On sanctions, it is our view that the United States, the African Union, the European Union, and other concerned governments should consider imposing targeted network sanctions on the spoilers of democratic and economic reforms. Elements remain within the government of Sudan that seek to maintain corruption for their own personal gain, and those elements likely have the ability to use private banks to launder proceeds of corruption. Networks that continue to facilitate state capture should be sanctioned in order to help the new government cut them out of the system and improve Sudan’s investment climate. Our organization, The Sentry, will release its first investigative report related to Sudan in February and continues to provide information to governments and banks to assist in their efforts to take action.

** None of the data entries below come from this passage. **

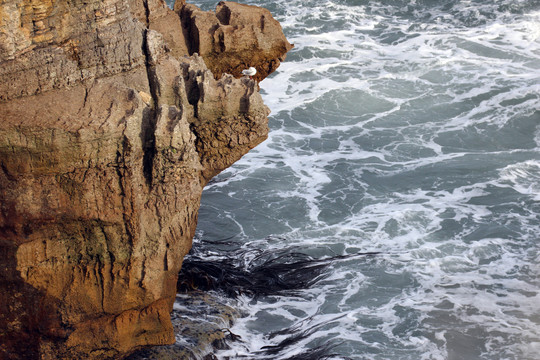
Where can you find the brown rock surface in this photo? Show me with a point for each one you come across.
(234, 38)
(108, 134)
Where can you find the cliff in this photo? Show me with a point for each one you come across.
(110, 126)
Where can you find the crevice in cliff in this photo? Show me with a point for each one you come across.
(149, 119)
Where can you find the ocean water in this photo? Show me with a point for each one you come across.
(409, 130)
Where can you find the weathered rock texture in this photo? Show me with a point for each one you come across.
(109, 130)
(236, 37)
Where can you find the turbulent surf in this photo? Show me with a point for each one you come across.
(409, 130)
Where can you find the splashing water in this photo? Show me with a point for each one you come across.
(406, 128)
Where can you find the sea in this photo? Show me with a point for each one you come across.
(394, 210)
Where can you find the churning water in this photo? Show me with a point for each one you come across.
(407, 129)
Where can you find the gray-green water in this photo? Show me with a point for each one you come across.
(411, 128)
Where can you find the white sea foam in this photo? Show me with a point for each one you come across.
(412, 130)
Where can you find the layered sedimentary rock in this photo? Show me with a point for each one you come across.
(110, 126)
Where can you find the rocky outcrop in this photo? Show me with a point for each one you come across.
(234, 38)
(109, 130)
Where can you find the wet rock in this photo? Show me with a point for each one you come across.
(234, 38)
(201, 321)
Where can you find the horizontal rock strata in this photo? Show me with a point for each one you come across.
(110, 126)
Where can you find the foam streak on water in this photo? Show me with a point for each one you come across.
(411, 128)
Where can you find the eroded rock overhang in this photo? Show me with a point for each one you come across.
(110, 126)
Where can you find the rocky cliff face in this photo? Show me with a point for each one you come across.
(110, 126)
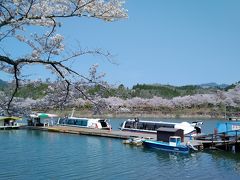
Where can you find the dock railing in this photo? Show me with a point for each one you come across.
(223, 139)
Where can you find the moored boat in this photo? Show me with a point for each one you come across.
(9, 122)
(229, 128)
(137, 125)
(94, 123)
(174, 145)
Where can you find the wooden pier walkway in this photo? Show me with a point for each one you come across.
(95, 132)
(211, 141)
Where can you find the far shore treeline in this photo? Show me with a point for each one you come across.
(155, 100)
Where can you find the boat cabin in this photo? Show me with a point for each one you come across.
(42, 119)
(8, 122)
(174, 141)
(163, 134)
(85, 122)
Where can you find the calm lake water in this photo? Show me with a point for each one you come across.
(26, 154)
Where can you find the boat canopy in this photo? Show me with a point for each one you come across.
(9, 118)
(43, 115)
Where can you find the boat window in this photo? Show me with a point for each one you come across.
(140, 125)
(129, 124)
(150, 126)
(172, 140)
(71, 121)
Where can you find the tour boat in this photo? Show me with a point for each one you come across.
(9, 122)
(94, 123)
(174, 145)
(229, 128)
(137, 125)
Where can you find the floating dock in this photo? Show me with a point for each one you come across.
(202, 142)
(95, 132)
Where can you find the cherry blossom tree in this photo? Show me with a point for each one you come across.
(46, 46)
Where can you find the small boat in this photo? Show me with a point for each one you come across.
(229, 128)
(174, 145)
(133, 141)
(9, 122)
(137, 125)
(42, 119)
(93, 123)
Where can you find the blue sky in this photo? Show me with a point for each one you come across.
(164, 41)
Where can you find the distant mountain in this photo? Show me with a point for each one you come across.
(214, 85)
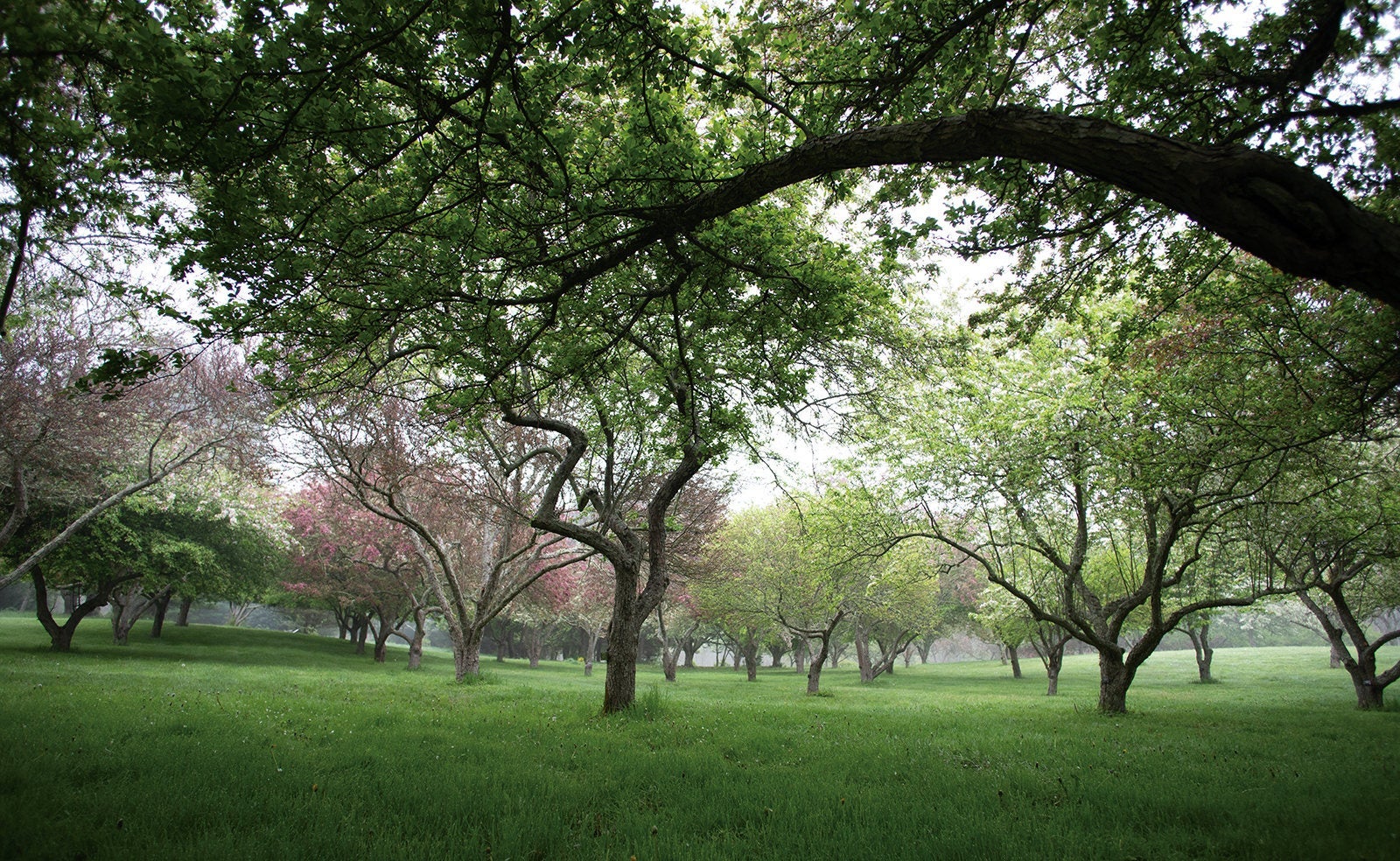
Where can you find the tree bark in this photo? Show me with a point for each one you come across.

The United States could also consider implementing a form of “responsible investment reporting requirements” that would ensure that banks and others in the private sector who are beginning new business in Sudan are required to conduct—and publish the results of—key elements of due diligence. Such a system could help ensure broader transparency overall, from both the public and private sectors.
Hilary Mossberg is The Sentry‘s anti-money laundering expert for Africa. John Prendergast is a human rights and anti-corruption activist and the co-founder with George Clooney of The Sentry, an investigative initiative chasing the assets of African war criminals and their international collaborators. This article represents the views of the authors and not those of USIP.